Carlos comprou um lindo anel de noivado. A caixinha era grená, de veludo, e quando a abria, o brilho das pedras preciosas ofuscavam-lhe os olhos e era também a comoção. Sim,um homem também chora, quando o momento é o do grande amor da sua vida.
Clara não sabia o que dizer naquele momento em que ele, de mãos trémulas apertando a caixa, a voz segura e quente:
_Clarinha, eu amo-te. Aceitas casar comigo?
Toda ela corou. As mãos inquietas, os olhos luzidios, os lábios entreabrindo-se num sorriso incandescente, o coração a 100 há hora como ela gostava de dizer, como o sentia há muito sempre que o via a ele, o seu Carlos.
_Sim, Carlos, eu amo-te muito e aceito casar contigo, mas primeiro vamos conhecer-nos melhor, namorar.
Ele disse que sim.
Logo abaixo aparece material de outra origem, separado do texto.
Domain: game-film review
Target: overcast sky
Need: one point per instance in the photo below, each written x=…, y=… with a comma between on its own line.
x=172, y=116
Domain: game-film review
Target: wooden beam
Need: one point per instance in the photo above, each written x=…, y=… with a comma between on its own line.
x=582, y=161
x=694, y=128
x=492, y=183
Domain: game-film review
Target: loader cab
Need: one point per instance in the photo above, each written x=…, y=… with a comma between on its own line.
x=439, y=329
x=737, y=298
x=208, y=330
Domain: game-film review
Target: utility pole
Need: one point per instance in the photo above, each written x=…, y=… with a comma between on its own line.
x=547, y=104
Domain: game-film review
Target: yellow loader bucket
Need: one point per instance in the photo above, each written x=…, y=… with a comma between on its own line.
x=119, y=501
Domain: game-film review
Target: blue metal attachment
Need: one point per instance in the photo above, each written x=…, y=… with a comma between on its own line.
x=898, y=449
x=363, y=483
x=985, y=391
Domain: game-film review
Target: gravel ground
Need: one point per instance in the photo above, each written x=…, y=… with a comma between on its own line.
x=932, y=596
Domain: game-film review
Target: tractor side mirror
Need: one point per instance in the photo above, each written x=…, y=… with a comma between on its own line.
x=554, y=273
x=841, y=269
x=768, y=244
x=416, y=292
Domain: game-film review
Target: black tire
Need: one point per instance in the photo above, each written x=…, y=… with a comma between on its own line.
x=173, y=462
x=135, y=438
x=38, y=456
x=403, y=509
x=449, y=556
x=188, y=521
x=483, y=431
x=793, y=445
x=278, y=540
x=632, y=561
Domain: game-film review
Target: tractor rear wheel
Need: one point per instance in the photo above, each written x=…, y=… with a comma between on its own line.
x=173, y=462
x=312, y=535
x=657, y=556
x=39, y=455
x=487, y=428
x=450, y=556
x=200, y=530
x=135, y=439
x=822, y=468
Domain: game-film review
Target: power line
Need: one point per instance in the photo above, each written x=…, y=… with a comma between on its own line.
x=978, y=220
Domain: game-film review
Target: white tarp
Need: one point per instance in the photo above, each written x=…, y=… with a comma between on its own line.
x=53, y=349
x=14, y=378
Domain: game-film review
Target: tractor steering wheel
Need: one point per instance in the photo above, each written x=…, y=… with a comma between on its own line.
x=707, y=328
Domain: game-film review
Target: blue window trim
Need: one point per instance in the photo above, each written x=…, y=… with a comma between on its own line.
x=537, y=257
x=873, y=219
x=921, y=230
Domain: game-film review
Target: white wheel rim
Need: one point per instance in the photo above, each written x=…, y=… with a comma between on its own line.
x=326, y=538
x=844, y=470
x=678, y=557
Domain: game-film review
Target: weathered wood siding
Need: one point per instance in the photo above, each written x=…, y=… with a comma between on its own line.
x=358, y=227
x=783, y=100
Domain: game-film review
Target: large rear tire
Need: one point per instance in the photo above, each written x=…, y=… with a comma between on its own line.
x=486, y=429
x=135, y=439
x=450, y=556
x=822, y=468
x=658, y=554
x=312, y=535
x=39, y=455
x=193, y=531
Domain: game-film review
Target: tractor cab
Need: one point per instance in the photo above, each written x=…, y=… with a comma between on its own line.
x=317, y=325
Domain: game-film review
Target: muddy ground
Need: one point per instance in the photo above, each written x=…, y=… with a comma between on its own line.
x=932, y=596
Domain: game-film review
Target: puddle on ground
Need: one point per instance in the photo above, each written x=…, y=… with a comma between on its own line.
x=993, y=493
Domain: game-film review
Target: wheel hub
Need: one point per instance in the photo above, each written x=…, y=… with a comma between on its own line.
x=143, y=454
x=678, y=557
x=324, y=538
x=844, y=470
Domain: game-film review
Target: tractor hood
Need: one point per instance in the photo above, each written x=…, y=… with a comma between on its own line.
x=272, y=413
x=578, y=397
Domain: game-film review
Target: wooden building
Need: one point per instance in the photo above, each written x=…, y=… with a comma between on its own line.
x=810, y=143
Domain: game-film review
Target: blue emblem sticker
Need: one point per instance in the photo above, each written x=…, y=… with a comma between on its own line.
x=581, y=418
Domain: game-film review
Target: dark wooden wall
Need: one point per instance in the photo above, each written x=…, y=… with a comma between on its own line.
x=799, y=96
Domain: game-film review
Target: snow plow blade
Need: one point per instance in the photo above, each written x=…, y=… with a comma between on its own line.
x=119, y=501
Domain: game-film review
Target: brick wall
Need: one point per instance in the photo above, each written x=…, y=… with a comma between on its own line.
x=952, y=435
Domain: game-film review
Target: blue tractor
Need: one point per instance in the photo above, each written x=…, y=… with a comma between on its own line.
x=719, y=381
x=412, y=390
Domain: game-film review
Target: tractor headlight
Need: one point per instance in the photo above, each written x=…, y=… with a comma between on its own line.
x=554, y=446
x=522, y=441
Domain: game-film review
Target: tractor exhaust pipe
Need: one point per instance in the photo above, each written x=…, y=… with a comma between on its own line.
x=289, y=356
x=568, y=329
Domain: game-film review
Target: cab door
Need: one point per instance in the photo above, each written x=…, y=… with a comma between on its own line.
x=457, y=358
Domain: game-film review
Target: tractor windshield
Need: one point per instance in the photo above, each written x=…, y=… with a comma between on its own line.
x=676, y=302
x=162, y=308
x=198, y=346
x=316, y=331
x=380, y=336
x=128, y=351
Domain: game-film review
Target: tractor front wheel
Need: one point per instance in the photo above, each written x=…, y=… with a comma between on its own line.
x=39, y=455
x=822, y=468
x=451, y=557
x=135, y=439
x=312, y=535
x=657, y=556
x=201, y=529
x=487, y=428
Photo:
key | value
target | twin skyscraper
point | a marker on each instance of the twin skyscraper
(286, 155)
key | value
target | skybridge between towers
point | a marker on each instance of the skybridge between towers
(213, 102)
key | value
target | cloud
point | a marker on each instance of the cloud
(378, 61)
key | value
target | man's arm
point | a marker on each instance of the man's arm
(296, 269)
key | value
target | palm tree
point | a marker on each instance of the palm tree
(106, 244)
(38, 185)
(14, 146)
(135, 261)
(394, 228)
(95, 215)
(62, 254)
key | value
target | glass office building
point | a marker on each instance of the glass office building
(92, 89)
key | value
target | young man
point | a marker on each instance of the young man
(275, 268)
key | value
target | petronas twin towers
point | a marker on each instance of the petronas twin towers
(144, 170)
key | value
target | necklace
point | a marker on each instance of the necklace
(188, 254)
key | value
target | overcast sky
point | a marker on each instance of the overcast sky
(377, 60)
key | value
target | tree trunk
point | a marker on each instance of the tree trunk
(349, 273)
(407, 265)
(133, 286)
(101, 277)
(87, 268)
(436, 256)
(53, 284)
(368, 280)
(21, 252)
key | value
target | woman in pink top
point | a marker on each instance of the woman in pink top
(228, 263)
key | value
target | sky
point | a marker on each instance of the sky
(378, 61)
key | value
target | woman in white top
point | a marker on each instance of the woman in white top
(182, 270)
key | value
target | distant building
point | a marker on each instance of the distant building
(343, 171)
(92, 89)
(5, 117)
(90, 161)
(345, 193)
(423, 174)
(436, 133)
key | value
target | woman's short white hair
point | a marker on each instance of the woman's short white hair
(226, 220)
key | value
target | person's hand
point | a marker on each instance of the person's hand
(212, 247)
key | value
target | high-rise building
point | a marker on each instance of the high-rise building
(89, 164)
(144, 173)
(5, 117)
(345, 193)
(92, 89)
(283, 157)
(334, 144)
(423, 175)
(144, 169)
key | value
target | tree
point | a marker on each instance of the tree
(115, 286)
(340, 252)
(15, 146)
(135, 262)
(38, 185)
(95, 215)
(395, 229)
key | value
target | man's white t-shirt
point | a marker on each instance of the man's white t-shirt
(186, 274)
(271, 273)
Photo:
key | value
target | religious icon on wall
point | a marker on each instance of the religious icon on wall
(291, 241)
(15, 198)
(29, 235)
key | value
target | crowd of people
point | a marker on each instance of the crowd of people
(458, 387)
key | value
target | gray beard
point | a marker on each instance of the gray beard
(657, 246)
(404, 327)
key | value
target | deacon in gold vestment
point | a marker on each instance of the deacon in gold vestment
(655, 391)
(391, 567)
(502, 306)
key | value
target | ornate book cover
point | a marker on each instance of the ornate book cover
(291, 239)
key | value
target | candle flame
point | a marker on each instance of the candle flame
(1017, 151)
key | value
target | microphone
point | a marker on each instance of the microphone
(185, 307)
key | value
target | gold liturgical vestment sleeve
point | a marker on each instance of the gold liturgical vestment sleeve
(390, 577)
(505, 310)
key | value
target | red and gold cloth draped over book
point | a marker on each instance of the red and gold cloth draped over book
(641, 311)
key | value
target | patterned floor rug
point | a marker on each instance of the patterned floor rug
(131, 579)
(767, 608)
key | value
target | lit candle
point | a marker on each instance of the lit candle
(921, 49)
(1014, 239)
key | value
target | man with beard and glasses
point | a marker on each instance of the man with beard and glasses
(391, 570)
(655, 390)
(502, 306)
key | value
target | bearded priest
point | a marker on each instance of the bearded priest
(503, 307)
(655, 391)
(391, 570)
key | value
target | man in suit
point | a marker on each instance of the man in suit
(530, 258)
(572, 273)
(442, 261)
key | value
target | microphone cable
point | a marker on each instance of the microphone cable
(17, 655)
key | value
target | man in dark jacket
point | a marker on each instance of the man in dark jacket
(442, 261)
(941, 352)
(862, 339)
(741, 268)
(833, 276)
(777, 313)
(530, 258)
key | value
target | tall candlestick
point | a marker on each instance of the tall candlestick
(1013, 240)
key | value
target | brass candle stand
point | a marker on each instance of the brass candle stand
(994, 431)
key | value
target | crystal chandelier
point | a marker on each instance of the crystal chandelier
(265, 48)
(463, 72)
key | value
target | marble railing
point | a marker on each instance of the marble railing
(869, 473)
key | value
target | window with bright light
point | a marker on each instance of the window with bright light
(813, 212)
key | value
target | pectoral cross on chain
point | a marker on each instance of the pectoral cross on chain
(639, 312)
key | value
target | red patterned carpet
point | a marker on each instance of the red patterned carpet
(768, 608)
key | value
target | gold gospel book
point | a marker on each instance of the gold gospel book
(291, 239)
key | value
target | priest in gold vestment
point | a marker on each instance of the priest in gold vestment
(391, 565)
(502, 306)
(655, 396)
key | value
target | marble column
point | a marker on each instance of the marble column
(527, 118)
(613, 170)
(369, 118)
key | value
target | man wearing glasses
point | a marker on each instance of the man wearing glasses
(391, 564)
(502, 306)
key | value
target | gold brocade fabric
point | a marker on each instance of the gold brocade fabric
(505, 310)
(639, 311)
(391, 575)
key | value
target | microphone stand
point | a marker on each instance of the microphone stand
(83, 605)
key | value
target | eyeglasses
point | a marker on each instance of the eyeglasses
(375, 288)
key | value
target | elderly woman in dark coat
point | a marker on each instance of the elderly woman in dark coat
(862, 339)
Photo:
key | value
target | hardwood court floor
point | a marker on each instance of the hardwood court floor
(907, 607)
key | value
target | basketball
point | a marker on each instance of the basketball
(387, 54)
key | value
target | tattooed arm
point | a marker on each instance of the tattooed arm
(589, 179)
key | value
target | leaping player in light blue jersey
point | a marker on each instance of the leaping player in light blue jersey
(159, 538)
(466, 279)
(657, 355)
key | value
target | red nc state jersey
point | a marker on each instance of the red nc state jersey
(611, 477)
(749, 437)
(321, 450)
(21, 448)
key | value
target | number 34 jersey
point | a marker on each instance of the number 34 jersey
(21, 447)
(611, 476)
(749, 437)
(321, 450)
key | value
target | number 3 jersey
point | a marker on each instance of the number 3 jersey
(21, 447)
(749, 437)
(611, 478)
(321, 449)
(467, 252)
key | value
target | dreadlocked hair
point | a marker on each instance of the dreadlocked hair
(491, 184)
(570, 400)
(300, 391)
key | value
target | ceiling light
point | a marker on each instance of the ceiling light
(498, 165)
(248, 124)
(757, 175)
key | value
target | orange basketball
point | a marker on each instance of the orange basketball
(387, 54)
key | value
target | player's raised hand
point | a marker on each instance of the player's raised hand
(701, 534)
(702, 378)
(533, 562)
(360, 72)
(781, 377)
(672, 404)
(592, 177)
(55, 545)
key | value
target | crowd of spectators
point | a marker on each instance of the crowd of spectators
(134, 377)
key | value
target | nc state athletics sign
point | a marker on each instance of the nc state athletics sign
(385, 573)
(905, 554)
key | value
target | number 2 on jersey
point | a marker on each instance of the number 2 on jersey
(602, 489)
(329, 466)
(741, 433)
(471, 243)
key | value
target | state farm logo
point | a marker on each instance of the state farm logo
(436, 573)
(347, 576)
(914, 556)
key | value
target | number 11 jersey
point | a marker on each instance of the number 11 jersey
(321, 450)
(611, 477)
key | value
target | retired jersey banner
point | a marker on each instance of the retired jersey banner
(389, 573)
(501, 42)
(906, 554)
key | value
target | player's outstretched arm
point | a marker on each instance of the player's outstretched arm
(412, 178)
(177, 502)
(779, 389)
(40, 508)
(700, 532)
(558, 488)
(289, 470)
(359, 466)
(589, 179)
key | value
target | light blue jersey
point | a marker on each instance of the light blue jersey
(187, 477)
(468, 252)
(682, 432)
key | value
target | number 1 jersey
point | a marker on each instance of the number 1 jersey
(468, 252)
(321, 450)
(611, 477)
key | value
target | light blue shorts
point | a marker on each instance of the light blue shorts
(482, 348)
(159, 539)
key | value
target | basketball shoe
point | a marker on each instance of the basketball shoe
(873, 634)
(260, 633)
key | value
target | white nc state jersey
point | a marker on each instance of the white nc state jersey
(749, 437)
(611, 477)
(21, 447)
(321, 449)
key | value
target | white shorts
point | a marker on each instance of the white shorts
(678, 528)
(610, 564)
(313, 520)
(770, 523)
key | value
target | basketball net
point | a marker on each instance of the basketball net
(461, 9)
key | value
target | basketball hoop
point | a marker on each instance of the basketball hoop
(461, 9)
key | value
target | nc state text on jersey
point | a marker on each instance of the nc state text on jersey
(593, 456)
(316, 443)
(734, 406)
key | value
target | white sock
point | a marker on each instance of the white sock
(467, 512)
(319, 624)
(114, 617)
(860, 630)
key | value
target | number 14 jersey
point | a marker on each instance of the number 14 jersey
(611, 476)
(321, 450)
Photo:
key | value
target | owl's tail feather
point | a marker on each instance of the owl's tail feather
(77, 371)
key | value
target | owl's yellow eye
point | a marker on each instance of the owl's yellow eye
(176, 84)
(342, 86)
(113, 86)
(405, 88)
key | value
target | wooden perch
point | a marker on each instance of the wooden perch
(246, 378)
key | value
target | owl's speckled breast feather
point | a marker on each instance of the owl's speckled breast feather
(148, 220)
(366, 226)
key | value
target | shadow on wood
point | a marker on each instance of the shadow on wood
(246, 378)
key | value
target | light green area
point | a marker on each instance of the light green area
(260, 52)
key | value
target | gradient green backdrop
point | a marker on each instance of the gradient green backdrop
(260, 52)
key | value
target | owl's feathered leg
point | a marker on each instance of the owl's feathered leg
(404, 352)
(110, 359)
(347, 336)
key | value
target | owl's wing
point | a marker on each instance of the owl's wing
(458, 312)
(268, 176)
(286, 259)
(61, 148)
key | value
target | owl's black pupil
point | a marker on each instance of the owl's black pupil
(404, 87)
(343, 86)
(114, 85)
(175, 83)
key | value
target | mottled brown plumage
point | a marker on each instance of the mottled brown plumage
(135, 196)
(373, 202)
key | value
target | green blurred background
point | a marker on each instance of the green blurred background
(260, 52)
Com a cabeça, com todo o corpo que se aproximou dela e numa manifestação súbita, ou esperada, deu-lhe um beijo ao de leve nos lábios carnudos e húmidos e sentiu que os corpos, o dele e o dela tinham estremecido, como se um choque eléctrico tivesse ocorrido e os aproximasse em correntes de afectos sublimes.
Em volta deles, por detrás do momento superior que viviam, os colegas aplaudiram, com palavras de parabéns e desejos de felicidade.
II
Durante cerca de quadro anos namoraram em edilicos momentos de absorção de si próprios, um no outro, com birras e amuos, seguidos de pazes feitas com mimos e outras fantasias, passeios de mão dada junto à foz, tentativas de sedução dele, para que fizessem amor, unissem os sexos numa evidência de amor que sentiam, do interior de si, ás vezes violentos, os desejos, os anseios, o cio de cada um, o cheiro indutor que se exalava dos corpos numa emanação natural que os sentimentos fortaleciam e se testavam à rigidez dos principios.
Clara fazia questão de casar virgem. Era um sonho de menina, podiam beijar-se, envolver-se em afagos, podia até mexer-lhe nas maminhas, beijá-las, mexer-lhe no sexo, beijá-lo se quisesse e ela faria o mesmo com ele, o que lhe desse prazer dela, de estar com ela, mas sexo com sexo, fazer amor, só depois do acto solene do casamento.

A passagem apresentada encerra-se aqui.